Here was the difference between the priestly castes, many of whom had opinions on deadline for money, and everyone else: sane people shut the fuck up, nodded their heads, and did what they needed to survive in a toxic political landscape.

In an era when public discourse was the bought-and-paid property of roughly twenty companies, and the airing of an opinion could subject a person to unfathomable amounts of abuse and recrimination, the only reasonable option was to be quiet.

So when you next fawn over someone’s brave public thoughts, repeat the following: The contours of discourse are so horrendous that one thing has become certain. Any individual offering up a public opinion necessarily must be either hopelessly stupid or insane. I am engaging with a product of madness and idiocy.

Regarding the public opinions offered up in this book, they are the products of both idiocy and bad craziness.
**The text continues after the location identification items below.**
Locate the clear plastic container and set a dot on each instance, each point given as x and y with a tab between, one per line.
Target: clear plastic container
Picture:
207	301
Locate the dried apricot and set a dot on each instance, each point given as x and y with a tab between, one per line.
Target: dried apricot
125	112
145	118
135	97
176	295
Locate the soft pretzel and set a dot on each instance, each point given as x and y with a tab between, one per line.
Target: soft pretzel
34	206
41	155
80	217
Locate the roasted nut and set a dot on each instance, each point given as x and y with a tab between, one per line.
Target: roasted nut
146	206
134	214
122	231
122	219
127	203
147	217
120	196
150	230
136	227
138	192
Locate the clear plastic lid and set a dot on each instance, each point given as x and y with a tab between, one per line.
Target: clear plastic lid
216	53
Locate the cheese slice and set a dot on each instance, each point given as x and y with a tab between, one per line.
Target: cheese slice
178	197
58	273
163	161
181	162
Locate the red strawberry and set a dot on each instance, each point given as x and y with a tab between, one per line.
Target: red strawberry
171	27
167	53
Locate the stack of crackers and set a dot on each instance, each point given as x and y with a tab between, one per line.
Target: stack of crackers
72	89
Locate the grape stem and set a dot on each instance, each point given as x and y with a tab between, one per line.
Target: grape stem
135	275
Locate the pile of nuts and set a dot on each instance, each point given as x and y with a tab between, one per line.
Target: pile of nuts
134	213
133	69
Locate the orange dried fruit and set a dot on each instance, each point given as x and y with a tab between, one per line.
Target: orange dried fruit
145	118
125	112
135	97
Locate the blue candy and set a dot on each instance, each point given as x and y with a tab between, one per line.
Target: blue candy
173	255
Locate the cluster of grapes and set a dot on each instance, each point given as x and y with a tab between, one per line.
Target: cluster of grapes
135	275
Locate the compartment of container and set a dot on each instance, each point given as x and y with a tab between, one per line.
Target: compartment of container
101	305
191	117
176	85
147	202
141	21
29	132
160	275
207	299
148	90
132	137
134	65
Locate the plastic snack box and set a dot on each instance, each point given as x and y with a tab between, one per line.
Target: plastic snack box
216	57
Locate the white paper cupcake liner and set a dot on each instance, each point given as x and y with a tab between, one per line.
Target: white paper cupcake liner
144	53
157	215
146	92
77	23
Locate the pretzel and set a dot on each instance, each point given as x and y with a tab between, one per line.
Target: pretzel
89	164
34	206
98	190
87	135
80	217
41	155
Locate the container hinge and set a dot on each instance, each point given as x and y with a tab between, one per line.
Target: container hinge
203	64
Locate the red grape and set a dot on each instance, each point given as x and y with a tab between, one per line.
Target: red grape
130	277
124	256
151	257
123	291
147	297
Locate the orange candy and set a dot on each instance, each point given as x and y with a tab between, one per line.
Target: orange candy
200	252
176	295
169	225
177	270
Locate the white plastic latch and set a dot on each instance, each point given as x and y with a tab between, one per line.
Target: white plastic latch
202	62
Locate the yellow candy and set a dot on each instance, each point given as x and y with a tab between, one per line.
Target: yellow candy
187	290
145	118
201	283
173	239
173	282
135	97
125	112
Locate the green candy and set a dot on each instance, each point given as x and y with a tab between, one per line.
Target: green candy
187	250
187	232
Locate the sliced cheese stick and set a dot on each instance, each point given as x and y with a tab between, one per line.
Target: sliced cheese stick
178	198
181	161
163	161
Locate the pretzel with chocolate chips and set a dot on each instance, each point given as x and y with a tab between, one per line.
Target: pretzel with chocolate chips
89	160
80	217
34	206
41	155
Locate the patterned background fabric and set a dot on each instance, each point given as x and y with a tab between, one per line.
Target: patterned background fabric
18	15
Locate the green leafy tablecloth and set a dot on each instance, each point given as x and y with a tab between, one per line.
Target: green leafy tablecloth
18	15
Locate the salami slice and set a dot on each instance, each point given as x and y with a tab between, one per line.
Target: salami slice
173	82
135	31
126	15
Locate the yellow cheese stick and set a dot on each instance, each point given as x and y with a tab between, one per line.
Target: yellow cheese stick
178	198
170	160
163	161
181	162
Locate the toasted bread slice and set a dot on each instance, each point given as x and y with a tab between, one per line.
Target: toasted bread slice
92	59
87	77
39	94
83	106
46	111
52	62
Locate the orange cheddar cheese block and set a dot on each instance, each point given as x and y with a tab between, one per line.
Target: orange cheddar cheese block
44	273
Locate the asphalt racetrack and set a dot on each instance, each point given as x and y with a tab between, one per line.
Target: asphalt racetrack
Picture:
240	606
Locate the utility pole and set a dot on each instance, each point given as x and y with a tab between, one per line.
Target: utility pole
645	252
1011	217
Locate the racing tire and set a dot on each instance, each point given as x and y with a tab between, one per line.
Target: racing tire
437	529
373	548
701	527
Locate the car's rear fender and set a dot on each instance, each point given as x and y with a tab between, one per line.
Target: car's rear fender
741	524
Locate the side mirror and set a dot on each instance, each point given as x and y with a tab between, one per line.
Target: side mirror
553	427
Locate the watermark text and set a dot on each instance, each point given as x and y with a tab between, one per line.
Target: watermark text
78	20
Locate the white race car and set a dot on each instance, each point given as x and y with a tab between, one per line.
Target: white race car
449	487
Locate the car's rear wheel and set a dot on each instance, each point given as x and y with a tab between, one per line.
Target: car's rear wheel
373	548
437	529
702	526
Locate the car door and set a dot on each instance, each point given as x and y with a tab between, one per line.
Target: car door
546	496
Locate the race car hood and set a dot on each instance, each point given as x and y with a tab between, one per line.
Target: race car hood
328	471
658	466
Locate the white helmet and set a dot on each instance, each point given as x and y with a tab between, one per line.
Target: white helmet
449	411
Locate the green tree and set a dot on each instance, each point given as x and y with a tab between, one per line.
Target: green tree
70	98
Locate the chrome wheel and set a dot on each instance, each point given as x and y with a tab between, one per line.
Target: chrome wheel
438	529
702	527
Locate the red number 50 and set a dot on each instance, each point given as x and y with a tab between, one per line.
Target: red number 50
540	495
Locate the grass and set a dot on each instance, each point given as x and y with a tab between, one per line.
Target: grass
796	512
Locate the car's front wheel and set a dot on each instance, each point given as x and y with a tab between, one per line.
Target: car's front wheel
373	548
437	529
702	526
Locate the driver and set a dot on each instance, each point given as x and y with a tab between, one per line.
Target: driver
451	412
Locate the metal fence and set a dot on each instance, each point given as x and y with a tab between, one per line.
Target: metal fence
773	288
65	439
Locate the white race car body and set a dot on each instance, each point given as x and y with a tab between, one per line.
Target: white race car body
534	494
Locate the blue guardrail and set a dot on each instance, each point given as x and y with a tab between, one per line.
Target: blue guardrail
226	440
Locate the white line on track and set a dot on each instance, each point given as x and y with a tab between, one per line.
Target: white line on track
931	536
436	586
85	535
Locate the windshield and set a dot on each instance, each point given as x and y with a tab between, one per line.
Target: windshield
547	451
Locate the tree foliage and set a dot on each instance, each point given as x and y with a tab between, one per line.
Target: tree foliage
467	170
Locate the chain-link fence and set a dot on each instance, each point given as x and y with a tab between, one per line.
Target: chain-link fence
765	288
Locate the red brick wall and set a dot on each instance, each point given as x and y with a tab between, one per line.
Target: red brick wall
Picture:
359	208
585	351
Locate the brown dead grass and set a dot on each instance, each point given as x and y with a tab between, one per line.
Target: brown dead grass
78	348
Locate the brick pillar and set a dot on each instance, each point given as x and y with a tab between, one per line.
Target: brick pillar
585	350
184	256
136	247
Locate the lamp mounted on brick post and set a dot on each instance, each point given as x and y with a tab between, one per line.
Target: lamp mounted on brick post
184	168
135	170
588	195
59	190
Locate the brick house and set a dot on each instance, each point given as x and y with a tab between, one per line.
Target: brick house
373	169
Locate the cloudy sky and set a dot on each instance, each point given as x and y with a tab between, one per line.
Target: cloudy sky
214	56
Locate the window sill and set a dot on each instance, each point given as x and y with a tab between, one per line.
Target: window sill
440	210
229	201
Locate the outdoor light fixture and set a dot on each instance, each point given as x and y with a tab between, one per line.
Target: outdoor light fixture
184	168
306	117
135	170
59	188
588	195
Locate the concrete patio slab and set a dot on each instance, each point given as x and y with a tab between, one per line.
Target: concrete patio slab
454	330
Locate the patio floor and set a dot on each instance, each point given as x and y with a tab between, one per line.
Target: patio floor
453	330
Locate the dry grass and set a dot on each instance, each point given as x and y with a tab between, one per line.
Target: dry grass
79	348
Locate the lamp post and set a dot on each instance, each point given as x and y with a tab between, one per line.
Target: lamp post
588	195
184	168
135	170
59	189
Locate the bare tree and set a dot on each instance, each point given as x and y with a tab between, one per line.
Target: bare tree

But at least I have some justification for engaging with the stupidity and insanity of this book.

I wrote the thing.

Reader, what’s your excuse?

Here was one thing that all the priestly castes agreed upon in the run-up to the election in the Year of the Misplaced Butter: Donald J. Trump could not, should not, and would not be President.

It was impossible.

But Donald J. Trump won anyway.

A creature created by the Celebrity branch of American governance had taken over the Executive branch, the conflation of entertainment into political life was complete, and it had happened without the blessing of the high clergy, and it shut out the vast majority of people who were from the Celebrity branch of American governance.

By the way, all of this is why one’s political tools should probably be comprised of effective organization, decent arguments, an understanding of the actual political landscape, as opposed to an imaginary map built as a reflection of one’s own virtue.